Tensões se Agravam no Oriente Médio: EUA Atacam Irã, que Responde com Mísseis no Kuwait
A madrugada desta quinta-feira (28) foi marcada por uma escalada de conflitos na região do Oriente Médio. Os Estados Unidos realizaram o segundo ataque contra o Irã em um intervalo de apenas três dias. Em resposta direta, o Irã anunciou ter lançado mísseis contra uma base militar americana, embora o país não tenha especificado a localização exata.
No entanto, o Kuwait comunicou a interceptação de projéteis em seu espaço aéreo, indicando que o alvo da retaliação iraniana pode ter sido uma instalação americana em seu território. Essa troca de ataques coloca em xeque o frágil cessar-fogo vigente entre Irã e EUA, em um momento delicado onde Israel intensifica bombardeios no Líbano, incluindo a capital Beirute.
O Irã tem exigido o fim das hostilidades também no Líbano, mas as negociações diplomáticas continuam sem apresentar resultados concretos. Conforme informação divulgada pelo Comando Central dos EUA, a ação iraniana contra o Kuwait ocorreu após as forças americanas abaterem cinco drones iranianos e impedirem o lançamento de um sexto drone em Bandar Abbas, no Irã.
Drones Iranianos Representavam Ameaça Próxima ao Estreito de Ormuz, Diz EUA
O Comando Central dos Estados Unidos, responsável pela coordenação militar americana no Oriente Médio, justificou a ação contra os drones como uma resposta a uma “ameaça clara perto do Estreito de Ormuz”. A região é de suma importância estratégica para o transporte global de petróleo.

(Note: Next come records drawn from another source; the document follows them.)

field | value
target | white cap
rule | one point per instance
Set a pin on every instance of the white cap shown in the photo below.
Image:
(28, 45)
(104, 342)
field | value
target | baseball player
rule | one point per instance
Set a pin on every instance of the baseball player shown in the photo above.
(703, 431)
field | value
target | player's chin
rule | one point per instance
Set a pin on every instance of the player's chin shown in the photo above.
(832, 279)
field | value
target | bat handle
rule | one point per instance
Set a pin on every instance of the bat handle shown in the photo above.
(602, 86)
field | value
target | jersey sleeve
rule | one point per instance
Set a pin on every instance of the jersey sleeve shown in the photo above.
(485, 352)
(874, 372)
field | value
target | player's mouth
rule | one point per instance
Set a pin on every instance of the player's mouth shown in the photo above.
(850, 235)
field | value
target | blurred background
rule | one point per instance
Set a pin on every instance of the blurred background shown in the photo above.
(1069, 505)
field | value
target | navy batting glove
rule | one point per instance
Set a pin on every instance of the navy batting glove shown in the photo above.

Em comunicado oficial, o Corpo da Guarda Revolucionária do Irã (IRGC) afirmou que o ataque à base militar americana ocorreu às 4h50 do horário local. A base foi identificada como a origem do ataque americano nos arredores do aeroporto de Bandar Abbas, no sul do Irã. O IRGC emitiu um “sério aviso”, declarando que o ataque não ficaria sem resposta e que, em caso de repetição, a retaliação seria “mais decisiva”.

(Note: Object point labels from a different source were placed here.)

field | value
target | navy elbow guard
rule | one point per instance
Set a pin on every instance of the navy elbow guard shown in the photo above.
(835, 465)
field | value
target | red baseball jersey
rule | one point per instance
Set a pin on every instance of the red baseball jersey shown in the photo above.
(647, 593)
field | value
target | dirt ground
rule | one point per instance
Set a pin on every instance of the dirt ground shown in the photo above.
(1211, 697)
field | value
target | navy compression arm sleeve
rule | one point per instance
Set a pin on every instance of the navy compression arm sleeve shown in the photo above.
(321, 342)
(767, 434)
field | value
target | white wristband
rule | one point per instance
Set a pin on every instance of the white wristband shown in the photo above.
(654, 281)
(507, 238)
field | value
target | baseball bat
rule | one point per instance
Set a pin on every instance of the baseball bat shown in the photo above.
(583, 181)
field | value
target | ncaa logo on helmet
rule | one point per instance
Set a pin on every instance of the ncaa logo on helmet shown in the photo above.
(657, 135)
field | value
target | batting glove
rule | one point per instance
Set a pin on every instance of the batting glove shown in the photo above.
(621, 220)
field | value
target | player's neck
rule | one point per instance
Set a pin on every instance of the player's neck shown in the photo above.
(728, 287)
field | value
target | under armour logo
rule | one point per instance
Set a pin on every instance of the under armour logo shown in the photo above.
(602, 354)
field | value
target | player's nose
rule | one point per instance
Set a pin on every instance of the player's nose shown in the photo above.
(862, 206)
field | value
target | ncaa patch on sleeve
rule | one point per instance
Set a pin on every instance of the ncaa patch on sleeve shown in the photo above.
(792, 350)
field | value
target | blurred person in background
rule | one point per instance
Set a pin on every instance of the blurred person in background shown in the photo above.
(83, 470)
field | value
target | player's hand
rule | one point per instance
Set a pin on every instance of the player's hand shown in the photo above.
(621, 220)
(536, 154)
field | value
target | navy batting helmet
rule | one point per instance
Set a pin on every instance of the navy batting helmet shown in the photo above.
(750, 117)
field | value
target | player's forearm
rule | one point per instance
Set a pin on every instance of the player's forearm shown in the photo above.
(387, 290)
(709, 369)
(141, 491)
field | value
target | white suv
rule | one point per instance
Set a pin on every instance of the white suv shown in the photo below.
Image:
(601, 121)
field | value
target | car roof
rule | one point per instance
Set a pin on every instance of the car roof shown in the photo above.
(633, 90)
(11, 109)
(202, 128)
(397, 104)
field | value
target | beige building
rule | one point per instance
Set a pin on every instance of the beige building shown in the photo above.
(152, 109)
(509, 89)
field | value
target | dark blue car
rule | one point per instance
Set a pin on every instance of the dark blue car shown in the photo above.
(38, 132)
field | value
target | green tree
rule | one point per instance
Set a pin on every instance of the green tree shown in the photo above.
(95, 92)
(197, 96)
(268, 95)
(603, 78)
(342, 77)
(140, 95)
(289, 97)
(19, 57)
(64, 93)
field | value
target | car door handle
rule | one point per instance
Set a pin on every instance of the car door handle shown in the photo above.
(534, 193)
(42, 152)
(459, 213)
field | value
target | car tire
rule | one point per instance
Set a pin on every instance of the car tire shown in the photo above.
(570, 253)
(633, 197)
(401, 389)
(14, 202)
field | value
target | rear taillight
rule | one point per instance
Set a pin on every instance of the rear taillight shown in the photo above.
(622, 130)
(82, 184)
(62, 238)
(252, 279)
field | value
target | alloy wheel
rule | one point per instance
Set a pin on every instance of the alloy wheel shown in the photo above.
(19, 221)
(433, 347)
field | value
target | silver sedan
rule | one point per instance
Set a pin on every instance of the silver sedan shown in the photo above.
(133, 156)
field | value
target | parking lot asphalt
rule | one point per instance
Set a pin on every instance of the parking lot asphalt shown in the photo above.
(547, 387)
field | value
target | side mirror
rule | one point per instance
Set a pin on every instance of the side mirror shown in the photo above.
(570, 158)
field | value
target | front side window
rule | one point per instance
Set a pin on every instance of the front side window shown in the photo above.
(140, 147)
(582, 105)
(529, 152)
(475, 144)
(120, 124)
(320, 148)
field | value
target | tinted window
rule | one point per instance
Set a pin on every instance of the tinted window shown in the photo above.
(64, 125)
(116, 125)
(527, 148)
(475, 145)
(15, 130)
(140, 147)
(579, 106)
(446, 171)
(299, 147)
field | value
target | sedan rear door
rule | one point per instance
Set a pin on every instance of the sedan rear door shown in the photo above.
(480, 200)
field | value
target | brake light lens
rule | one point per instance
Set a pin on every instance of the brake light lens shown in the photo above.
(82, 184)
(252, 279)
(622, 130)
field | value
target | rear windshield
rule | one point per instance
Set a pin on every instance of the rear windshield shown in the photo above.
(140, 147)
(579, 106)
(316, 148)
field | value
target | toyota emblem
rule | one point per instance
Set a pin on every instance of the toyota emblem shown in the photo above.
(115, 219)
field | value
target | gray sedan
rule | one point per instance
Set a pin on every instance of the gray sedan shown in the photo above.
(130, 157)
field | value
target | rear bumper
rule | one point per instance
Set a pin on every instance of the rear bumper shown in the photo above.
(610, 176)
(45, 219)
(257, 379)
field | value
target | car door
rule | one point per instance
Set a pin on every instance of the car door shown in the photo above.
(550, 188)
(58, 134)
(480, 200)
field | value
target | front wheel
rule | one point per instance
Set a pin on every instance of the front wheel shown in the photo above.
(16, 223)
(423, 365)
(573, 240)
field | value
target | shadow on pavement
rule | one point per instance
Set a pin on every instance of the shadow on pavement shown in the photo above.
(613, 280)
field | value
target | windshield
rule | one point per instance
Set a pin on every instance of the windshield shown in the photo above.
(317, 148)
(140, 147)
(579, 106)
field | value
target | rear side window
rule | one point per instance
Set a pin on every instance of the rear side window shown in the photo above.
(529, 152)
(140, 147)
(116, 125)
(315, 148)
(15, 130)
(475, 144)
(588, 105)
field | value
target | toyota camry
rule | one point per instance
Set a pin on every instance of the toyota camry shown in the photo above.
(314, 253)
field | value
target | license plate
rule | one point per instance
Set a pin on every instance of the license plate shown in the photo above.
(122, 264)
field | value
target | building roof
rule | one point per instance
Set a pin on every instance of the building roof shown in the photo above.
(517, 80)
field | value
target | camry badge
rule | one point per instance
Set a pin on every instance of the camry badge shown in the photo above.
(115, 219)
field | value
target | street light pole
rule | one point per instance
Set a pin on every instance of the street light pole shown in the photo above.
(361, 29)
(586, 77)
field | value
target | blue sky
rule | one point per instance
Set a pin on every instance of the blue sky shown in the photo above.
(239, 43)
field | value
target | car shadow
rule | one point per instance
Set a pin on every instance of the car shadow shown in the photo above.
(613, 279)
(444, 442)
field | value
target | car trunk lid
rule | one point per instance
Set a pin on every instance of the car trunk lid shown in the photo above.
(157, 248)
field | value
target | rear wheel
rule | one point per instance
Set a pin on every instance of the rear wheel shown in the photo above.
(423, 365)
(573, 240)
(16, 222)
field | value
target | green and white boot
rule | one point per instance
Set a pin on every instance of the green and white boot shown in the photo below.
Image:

Kuwait Intercepta Projéteis Iranianos; Arábia Saudita e Aliados Criticam Retaliação
Apesar do Irã não ter divulgado o país onde a base americana estaria localizada, tanto o Kuwait quanto os Estados Unidos confirmaram que os mísseis iranianos foram direcionados ao Kuwait e foram interceptados pelas defesas aéreas kuwaitianas. O Estado-Maior do Exército do Kuwait informou que “as fortes explosões ouvidas em algumas partes do Kuwait foram resultado dessas interceptações”.
Países do Golfo, como Arábia Saudita, Catar e Emirados Árabes Unidos, manifestaram críticas à retaliação iraniana contra o território kuwaitiano. O governo da Arábia Saudita condenou os “ataques hostis com mísseis e drones contra o Estado irmão do Kuwait” em “suas mais fortes palavras”.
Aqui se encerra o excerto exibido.